The few rigorous academic studies that have been done on how Wall Street performs under different administrations show two important findings: in the past, stock prices have been doing better under the Democrats than under the Republicans, and real interest rates have been lower.

Two professors of finance at the University of California, Pedro Santa-Clara and Rossen Valkanov, concluded that from 1927 to 1999 annual stock market returns were about 11% higher than safe three-month Treasury bills during Democrat administrations compared with 2% under Republican administrations.

Wall Street sign
Making money on Wall Street may not depend on politics.

And however you measure it, the result is the same: stocks on a broad measure, like the S&P500 stock market index, do better under Democrats than under Republicans, according to the professors' study, "The Presidential Puzzle: Political Cycles and the Stock Market", published in the Journal of Finance.

So, why is this so? Is it because Democrats are worse at running the economy so stock prices rise to offset the added risk?

Not so, according to the authors: "There is no riskiness of the stock market across presidencies that could justify a risk premium."

Puzzle

Conversely, might it be that Democrats are just better at running the economy than Republicans?

NYSE traders
Jittery traders, uncertain about which way to go

The authors discount this, too. Their study looks at the return from stocks compared with a benchmark - the safe Treasury bill.

If the economy was doing better or worse under one regime than another, the difference between stock price and the Treasury bill price should not be that different unless something else was going on. In theory, both should move up or down with the economy.

Which means we (and the authors) are left with a puzzle.

No guarantee

One explanation might be that investors in stocks have poor expectations of Democratic administrations and heightened expectations of Republican administrations.

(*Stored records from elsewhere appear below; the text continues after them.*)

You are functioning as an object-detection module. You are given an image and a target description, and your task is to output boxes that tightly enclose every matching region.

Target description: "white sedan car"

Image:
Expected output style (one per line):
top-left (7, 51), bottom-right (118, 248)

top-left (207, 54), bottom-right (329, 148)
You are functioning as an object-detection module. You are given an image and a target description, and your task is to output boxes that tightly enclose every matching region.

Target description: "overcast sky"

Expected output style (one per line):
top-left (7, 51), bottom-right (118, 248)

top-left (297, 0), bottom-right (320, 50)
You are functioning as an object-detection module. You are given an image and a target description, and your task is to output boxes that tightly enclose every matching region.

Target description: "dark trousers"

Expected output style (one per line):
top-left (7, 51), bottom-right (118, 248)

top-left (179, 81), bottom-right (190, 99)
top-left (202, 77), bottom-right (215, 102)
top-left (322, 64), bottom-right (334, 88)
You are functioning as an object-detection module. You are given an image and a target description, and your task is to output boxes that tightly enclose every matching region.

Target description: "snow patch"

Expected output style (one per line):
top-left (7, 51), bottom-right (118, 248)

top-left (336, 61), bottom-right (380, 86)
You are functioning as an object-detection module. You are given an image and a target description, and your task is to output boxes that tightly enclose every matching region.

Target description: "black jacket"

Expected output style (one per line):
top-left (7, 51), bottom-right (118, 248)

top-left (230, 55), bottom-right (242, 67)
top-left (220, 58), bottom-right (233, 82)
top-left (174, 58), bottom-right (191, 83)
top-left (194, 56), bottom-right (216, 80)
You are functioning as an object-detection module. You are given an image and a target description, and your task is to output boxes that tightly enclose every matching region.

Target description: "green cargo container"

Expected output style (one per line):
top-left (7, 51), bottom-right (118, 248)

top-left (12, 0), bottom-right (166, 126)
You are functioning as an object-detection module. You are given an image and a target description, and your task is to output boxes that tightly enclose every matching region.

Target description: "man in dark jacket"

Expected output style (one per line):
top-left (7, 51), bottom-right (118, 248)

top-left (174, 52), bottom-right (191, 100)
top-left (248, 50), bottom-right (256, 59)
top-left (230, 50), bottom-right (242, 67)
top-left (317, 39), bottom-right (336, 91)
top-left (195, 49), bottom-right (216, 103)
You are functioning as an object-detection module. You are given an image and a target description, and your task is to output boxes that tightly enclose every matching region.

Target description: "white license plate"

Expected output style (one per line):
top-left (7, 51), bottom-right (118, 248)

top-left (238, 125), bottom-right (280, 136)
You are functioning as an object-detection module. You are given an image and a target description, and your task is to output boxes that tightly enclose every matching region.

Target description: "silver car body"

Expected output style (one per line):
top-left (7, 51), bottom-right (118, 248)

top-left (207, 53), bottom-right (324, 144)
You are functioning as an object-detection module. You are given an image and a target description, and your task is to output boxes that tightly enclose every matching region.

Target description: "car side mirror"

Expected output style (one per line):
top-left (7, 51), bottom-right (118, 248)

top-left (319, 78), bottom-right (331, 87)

Investors are then pleasantly surprised by the policies of Democrats and disappointed by those of Republican presidencies so stock prices gradually rise under the former and gradually fall under the later.

Democrats are painted over-bleakly on the economy and Republicans over-rosily - so the reality pushes prices up for the former and down for the latter.

Maybe. It remains a puzzle.

But what is certain is that a vote for Kerry or a vote for Bush does not guarantee a worse or better performance for your portfolio. It doesn't work as simply as the tabloids might have you believe.